The greenback keeps the positive mood unaltered so far on Thursday and takes the US Dollar Index (DXY) to the 93.20 region following US data releases.

US Dollar Index stays bid after FOMC

The index has trimmed earlier losses after USD-bulls failed to extend the rebound further north of the 93.55/60 band during early trade.

In fact, the dollar continues to fade the post-FOMC gains and is now gradually approaching the key 93.00 neighbourhood, as investors appear to have already digested the latest message from the Fed.

In the US data space, weekly Initial Claims increased by 860K, coming in a tad short of expectations.

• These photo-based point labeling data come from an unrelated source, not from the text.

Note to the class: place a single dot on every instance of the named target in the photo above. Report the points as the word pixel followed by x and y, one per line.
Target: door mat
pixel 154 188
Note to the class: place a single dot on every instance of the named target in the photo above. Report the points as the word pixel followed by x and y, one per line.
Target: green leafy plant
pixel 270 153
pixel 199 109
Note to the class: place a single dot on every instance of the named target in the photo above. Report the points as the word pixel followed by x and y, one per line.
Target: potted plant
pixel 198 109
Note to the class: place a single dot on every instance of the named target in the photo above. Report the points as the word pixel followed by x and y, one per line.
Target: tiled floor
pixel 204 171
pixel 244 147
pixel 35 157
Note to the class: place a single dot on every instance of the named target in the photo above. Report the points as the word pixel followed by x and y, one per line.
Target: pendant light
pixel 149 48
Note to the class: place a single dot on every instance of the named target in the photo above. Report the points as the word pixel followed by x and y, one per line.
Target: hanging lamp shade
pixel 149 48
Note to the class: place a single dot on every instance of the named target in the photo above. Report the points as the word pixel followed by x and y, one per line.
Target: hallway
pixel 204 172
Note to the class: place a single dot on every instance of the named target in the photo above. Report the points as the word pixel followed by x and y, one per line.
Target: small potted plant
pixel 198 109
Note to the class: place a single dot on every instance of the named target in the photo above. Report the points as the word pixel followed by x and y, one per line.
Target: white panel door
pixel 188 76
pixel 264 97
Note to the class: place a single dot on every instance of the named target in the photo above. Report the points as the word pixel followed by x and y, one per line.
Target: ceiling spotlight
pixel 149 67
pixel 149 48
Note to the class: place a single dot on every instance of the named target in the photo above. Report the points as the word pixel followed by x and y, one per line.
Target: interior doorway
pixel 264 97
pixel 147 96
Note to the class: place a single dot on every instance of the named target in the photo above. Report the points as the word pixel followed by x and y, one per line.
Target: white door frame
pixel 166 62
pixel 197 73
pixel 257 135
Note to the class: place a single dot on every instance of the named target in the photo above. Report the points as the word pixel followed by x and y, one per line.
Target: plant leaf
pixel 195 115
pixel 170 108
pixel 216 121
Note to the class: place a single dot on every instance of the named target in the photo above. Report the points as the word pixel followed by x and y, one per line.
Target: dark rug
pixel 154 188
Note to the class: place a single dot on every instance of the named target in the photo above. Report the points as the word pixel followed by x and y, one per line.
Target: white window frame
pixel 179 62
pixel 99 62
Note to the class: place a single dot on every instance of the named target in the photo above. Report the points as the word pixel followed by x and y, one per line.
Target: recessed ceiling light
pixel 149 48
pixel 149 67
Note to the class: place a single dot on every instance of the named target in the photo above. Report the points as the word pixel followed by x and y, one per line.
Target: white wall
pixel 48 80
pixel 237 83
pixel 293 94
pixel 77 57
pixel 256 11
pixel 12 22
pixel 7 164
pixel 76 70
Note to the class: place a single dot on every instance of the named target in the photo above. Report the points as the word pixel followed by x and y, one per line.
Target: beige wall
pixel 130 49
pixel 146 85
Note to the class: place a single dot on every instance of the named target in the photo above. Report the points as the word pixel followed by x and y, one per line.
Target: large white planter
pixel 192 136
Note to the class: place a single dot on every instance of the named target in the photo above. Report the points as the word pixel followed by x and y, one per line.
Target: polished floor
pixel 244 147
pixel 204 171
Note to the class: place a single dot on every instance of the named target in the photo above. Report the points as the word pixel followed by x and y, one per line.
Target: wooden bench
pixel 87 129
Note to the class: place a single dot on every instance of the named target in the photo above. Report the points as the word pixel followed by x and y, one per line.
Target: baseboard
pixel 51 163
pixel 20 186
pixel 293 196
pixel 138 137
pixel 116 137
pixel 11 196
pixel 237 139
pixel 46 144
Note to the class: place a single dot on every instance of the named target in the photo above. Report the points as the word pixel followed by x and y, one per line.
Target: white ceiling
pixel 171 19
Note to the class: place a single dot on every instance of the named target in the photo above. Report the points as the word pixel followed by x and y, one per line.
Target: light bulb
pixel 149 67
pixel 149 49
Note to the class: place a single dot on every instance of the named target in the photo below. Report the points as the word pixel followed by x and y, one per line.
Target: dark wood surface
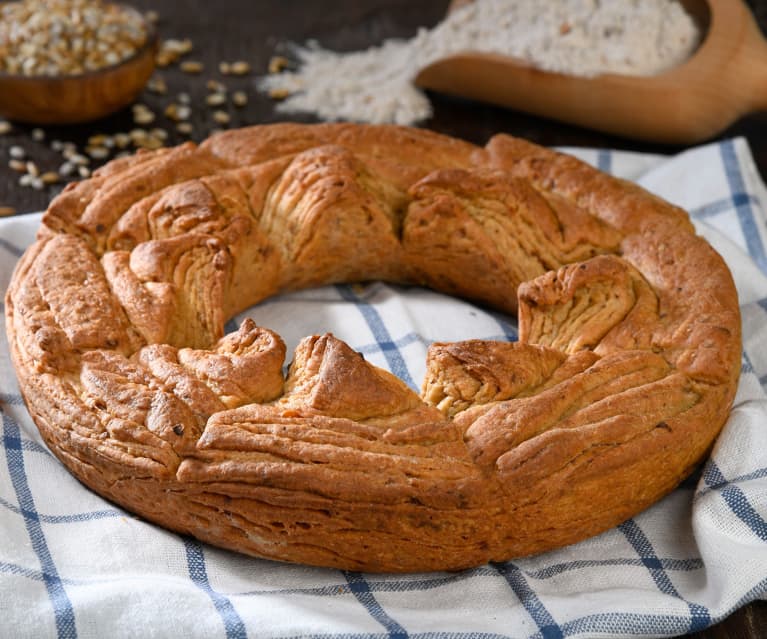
pixel 229 30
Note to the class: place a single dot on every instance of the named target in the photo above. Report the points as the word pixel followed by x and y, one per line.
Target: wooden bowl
pixel 723 80
pixel 69 99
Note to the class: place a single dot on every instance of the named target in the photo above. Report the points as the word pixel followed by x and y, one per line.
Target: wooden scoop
pixel 724 79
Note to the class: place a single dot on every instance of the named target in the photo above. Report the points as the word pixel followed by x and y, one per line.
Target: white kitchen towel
pixel 74 565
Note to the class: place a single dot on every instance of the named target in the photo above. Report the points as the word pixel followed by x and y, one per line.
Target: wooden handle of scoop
pixel 725 79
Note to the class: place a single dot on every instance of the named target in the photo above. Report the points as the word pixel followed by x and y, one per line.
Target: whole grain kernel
pixel 122 140
pixel 278 63
pixel 157 85
pixel 215 99
pixel 239 98
pixel 67 169
pixel 279 94
pixel 97 152
pixel 240 68
pixel 221 117
pixel 215 86
pixel 191 66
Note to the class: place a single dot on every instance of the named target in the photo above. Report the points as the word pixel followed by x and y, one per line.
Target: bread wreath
pixel 624 373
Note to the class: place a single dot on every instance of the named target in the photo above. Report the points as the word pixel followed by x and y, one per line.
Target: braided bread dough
pixel 625 370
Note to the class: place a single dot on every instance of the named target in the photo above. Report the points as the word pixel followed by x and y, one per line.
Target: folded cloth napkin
pixel 74 565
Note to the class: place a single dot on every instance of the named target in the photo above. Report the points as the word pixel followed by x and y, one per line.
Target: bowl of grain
pixel 70 61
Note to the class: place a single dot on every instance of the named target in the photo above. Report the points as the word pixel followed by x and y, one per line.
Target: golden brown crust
pixel 624 374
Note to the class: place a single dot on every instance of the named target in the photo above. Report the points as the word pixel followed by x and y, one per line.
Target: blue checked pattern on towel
pixel 73 565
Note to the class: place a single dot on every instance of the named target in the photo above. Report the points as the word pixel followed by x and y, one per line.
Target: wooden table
pixel 229 30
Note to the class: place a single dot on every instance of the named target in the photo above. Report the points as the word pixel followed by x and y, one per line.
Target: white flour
pixel 577 37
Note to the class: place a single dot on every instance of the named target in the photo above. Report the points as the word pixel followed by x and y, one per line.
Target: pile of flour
pixel 576 37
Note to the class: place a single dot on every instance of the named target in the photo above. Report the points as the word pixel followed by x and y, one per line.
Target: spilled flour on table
pixel 575 37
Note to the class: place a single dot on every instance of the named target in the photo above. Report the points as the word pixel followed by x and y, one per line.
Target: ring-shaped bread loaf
pixel 624 373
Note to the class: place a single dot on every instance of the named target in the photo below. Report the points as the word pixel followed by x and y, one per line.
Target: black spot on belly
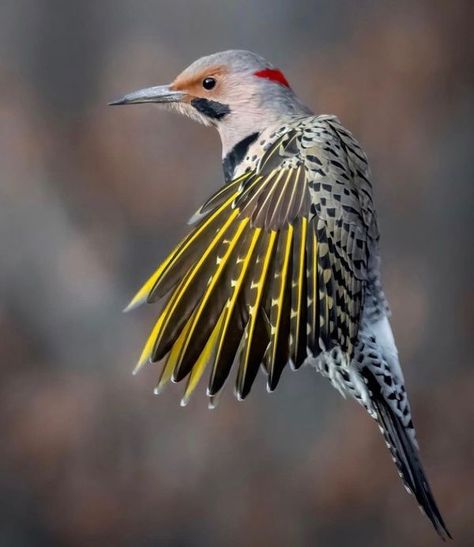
pixel 236 155
pixel 211 109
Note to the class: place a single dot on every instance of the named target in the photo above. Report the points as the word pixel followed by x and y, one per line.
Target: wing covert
pixel 273 269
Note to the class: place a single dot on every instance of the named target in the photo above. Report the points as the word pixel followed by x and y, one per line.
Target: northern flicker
pixel 281 266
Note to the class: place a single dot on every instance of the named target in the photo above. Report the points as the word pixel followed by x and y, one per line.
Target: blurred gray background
pixel 92 198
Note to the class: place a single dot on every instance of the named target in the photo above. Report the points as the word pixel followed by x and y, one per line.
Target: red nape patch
pixel 274 75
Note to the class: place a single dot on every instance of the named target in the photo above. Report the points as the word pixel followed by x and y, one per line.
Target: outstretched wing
pixel 274 269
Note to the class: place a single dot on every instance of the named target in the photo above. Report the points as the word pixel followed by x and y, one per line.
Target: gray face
pixel 236 91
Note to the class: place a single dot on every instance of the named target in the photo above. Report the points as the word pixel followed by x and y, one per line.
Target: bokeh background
pixel 91 199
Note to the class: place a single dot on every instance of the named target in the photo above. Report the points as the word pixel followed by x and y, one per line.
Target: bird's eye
pixel 208 83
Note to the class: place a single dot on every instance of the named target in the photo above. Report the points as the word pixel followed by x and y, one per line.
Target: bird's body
pixel 282 263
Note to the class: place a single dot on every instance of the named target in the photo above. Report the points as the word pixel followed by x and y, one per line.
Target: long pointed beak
pixel 157 94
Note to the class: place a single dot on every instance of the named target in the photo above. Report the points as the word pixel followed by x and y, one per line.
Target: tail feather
pixel 405 455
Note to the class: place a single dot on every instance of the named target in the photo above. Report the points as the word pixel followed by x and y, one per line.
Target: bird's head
pixel 236 91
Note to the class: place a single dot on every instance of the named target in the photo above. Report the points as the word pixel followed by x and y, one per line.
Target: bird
pixel 281 266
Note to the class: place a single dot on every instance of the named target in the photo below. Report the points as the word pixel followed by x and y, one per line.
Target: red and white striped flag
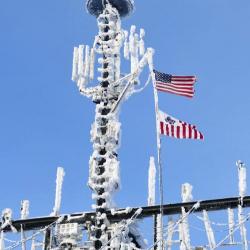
pixel 179 85
pixel 173 127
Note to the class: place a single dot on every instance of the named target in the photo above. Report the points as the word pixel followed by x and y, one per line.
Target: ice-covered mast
pixel 104 164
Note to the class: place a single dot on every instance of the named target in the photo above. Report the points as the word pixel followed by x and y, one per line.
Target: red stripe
pixel 178 91
pixel 167 130
pixel 195 134
pixel 182 80
pixel 193 77
pixel 161 128
pixel 175 86
pixel 189 131
pixel 188 90
pixel 184 130
pixel 190 95
pixel 178 132
pixel 201 136
pixel 172 130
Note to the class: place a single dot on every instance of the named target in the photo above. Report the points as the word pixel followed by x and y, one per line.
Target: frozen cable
pixel 128 222
pixel 33 235
pixel 194 207
pixel 235 229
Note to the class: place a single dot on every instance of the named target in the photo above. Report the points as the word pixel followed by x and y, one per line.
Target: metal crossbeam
pixel 169 209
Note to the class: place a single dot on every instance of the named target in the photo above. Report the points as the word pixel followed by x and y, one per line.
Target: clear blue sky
pixel 45 123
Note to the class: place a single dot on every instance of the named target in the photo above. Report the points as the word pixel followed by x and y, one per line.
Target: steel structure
pixel 107 227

Further results in the US calendar saw the key regional manufacturing gauge tracked by the Philly Fed index at 15.0 for the current month, in line with forecasts.

Data from the US housing sector showed both Housing Starts and Building Permits decreased to 1.416 million units (or 5.1%) and 1.470 million units (or 0.9%), respectively, during last month.

What to look for around USD

The dollar regained the smile following the FOMC event on Wednesday and reached the 93.60 level earlier on Thursday, where some relevant barrier appears to have emerged. The current recovery in DXY, however, is still considered as corrective only amidst the broad bearish stance surrounding the dollar, the “lower for longer” stance from the Federal Reserve, the unremitting advance of the coronavirus pandemic and political uncertainty ahead of the November elections.

US Dollar Index relevant levels

At the moment, the index is gaining 0.14% at 93.23 and a break above 93.66 (monthly high Sep.9) would open the door to 93.99 (monthly high Aug.3) and finally 94.20 (38.2% Fibo of the 2017-2018 drop). On the other hand, the next support emerges at 92.70 (weekly low Sep.10) seconded by 91.92 (23.6% Fibo of the 2017-2018 drop) and then 91.75 (2020 low Sep.1).